与えられた(ディスク)イメージ上にあるデータのチェックサムを計算し,そのディスクイメージに計算結果を追記する。この計算結果は,復元が正しく行われたか否かの検証に使われるとともに,マルチキャスティングの場合にディスクイメージが順番通りに並んでいるかどうか,あるいはファイルが順番通りに再書き込みされたか否かの検証にも使われる。イメージの並び直しが必要である場合,スキャンされるディスクイメージと同容量の空きスペースが必要である。

なるほど,スキャンをするというと単にデータを読み取っているだけという意味に解釈していたんですが,書き込みの準備作業をしていたんですね。
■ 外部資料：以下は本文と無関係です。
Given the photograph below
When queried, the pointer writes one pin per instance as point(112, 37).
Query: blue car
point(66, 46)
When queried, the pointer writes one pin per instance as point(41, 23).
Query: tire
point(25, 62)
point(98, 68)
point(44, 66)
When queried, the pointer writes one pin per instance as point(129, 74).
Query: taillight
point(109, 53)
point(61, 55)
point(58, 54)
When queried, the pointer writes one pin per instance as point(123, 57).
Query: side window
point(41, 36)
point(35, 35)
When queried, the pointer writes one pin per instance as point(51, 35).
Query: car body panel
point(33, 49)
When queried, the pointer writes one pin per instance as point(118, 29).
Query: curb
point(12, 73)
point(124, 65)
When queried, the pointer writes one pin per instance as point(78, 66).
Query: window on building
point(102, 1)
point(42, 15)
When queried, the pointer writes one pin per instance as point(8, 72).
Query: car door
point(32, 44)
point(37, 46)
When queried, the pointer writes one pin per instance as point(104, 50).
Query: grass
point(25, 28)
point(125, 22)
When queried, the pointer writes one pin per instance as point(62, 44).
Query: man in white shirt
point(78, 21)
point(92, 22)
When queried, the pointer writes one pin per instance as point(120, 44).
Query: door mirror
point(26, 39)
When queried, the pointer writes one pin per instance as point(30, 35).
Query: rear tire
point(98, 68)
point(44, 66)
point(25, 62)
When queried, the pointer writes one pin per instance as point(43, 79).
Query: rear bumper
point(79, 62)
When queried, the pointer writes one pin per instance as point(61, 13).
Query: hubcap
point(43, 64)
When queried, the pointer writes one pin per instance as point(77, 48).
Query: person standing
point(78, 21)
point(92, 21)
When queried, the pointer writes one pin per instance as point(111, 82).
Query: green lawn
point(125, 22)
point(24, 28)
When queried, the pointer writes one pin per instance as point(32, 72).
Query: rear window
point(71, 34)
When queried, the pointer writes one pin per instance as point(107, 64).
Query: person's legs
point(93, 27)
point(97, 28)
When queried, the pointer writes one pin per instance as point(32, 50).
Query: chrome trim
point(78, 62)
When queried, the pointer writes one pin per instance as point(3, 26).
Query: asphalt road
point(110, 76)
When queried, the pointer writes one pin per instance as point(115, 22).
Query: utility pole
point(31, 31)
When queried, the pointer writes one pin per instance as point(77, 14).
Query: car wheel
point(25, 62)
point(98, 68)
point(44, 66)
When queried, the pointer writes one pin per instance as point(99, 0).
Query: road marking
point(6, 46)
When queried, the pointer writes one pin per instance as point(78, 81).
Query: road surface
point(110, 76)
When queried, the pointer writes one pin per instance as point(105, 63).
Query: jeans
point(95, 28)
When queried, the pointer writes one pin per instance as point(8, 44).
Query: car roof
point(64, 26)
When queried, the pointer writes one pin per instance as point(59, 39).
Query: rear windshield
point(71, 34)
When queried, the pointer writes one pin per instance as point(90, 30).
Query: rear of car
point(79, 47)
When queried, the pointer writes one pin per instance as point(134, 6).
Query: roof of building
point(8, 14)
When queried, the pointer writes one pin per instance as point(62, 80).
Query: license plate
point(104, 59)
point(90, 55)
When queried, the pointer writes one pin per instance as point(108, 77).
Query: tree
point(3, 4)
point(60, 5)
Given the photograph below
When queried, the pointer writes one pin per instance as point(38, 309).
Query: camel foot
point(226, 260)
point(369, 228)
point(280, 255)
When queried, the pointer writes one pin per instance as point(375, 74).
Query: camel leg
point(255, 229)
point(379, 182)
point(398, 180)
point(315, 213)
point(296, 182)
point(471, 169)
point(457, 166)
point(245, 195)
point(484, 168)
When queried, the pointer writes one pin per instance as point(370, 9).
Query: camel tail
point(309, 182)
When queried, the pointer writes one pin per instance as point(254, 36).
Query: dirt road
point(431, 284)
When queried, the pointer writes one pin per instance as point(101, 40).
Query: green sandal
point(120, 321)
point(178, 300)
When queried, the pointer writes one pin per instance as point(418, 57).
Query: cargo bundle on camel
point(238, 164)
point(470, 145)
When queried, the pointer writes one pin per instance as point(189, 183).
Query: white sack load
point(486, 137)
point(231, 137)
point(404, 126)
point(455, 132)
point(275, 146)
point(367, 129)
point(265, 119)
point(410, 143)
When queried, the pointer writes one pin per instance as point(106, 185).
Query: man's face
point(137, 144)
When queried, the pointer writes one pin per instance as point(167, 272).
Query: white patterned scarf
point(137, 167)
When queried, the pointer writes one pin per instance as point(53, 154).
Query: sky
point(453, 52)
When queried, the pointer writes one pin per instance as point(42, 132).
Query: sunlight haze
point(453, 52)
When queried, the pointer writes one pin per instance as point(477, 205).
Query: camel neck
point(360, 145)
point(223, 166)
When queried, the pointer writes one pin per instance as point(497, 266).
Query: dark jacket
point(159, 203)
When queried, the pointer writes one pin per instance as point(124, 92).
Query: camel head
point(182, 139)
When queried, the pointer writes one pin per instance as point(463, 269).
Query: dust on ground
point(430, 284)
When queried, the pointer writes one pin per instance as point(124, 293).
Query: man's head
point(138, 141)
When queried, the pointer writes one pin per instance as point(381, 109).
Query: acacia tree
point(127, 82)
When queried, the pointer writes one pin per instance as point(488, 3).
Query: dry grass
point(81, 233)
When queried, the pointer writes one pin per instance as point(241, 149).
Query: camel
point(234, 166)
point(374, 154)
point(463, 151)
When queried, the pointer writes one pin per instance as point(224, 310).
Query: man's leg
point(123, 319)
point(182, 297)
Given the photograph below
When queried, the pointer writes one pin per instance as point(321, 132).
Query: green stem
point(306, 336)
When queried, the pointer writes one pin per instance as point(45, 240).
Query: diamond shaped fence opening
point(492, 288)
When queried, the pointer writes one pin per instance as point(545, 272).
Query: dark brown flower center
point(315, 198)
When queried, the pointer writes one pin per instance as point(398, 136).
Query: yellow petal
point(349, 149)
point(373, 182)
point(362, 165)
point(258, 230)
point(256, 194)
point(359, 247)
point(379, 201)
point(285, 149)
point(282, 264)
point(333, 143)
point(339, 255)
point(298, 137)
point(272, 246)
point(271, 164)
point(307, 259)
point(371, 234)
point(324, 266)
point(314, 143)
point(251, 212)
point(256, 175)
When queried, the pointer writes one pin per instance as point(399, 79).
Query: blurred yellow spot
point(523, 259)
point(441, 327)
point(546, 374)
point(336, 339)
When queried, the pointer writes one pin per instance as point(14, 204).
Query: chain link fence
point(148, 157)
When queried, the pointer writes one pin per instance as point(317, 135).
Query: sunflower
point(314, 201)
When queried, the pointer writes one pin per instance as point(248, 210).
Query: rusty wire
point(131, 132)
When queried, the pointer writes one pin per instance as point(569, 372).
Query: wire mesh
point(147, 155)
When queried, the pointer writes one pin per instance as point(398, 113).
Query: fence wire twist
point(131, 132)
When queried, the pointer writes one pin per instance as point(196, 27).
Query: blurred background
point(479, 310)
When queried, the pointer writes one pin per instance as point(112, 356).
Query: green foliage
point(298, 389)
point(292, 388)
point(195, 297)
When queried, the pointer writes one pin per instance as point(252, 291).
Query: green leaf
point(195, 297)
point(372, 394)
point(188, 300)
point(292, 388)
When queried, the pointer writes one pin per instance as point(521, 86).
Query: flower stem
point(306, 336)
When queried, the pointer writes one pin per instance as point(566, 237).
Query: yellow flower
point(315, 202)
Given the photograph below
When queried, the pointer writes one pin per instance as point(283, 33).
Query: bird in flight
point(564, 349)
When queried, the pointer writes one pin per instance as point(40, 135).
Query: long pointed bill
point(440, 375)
でもだとしたら,復元の手順が複雑にならないよう,復元の指示一発でスキャンと復元をしてくれたらいいとも思うのですけど…。

[IT]クラウドの世界

先日よりDropBoxというサービスを使い始めた。複数のコンピュータ間でファイルの同期をネットワーク経由でとってくれるサービスで,Mac OS XやWindows, Linuxの間で一貫性を保ってくれる,大変便利なものだ。年間1万円くらいの費用はかかるが,それくらいの価値はあると思う。

Macをずっと使ってきたので,Apple社が提供している同じようなサービスの MobileMe を本来ならば使いたい所だが,今の所,DropBoxのほうが,使いやすい。DropBoxのほうが,リアルタイム性が高く,一つのパソコンでのファイルの変更が早く他のパソコンに反映される。
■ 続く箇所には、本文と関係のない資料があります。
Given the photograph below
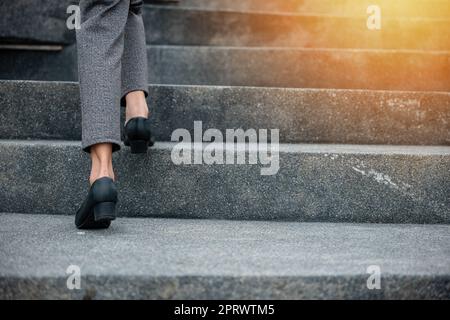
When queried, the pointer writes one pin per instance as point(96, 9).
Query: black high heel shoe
point(98, 209)
point(137, 135)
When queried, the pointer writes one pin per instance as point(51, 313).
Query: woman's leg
point(100, 42)
point(134, 64)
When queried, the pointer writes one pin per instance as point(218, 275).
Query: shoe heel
point(139, 146)
point(105, 211)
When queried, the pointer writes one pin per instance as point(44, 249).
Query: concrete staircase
point(364, 168)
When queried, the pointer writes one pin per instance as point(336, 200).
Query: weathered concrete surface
point(39, 64)
point(26, 21)
point(266, 67)
point(389, 8)
point(326, 183)
point(171, 26)
point(302, 68)
point(192, 259)
point(51, 110)
point(46, 23)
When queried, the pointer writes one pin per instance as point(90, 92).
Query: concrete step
point(389, 8)
point(51, 110)
point(266, 67)
point(204, 259)
point(321, 183)
point(166, 26)
point(317, 26)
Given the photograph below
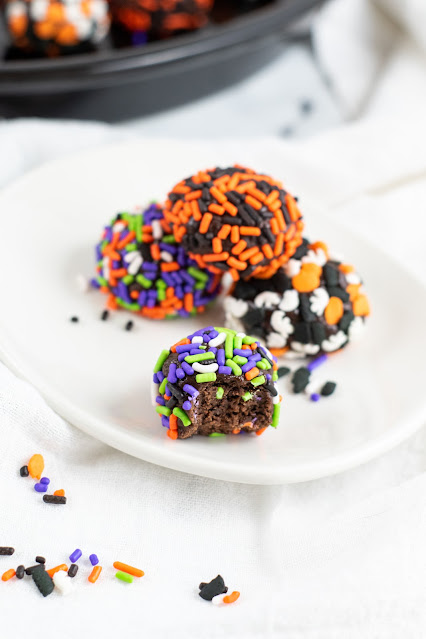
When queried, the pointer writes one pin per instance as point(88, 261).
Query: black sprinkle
point(215, 587)
point(20, 572)
point(282, 371)
point(30, 569)
point(73, 570)
point(328, 389)
point(54, 499)
point(300, 379)
point(43, 581)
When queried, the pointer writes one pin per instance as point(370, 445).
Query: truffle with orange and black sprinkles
point(314, 304)
point(142, 269)
point(216, 382)
point(54, 27)
point(233, 219)
point(160, 18)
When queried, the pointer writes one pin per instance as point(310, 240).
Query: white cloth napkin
point(343, 557)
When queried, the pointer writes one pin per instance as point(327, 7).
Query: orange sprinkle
point(224, 232)
point(235, 234)
point(52, 571)
point(129, 569)
point(239, 247)
point(254, 372)
point(234, 263)
point(217, 245)
point(94, 575)
point(234, 595)
point(205, 222)
point(334, 311)
point(250, 230)
point(8, 574)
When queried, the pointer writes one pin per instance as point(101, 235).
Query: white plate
point(97, 375)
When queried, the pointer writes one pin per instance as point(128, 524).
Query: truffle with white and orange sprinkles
point(314, 304)
point(216, 382)
point(142, 269)
point(234, 219)
point(53, 27)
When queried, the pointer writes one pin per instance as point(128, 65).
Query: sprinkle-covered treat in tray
point(216, 382)
point(235, 220)
point(142, 269)
point(161, 18)
point(313, 304)
point(55, 27)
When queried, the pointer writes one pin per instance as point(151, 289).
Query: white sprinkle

MobileMeのいいところはファイルだけでなく,コンタクトリスト(連絡先)データや予定データを共有できる所だが,異なるOSの間で同期をとっていると,整合性がとれない場合も出てくるようだ。この点,連絡先の利用はMac または iPhone のみ,予定データはGoogleカレンダーを中心にMacやWindowsに展開という対応の方が齟齬がすくなさそうなので,そうしている。

ITクラウドなんて,自分には縁のない世界だと思っていたが,データをネットワークの向こう側においておくという点では,すっかりはまっている。セキュリティの確保という点でまだ甘いという問題はあるが,いずれ解決されていくのだろう。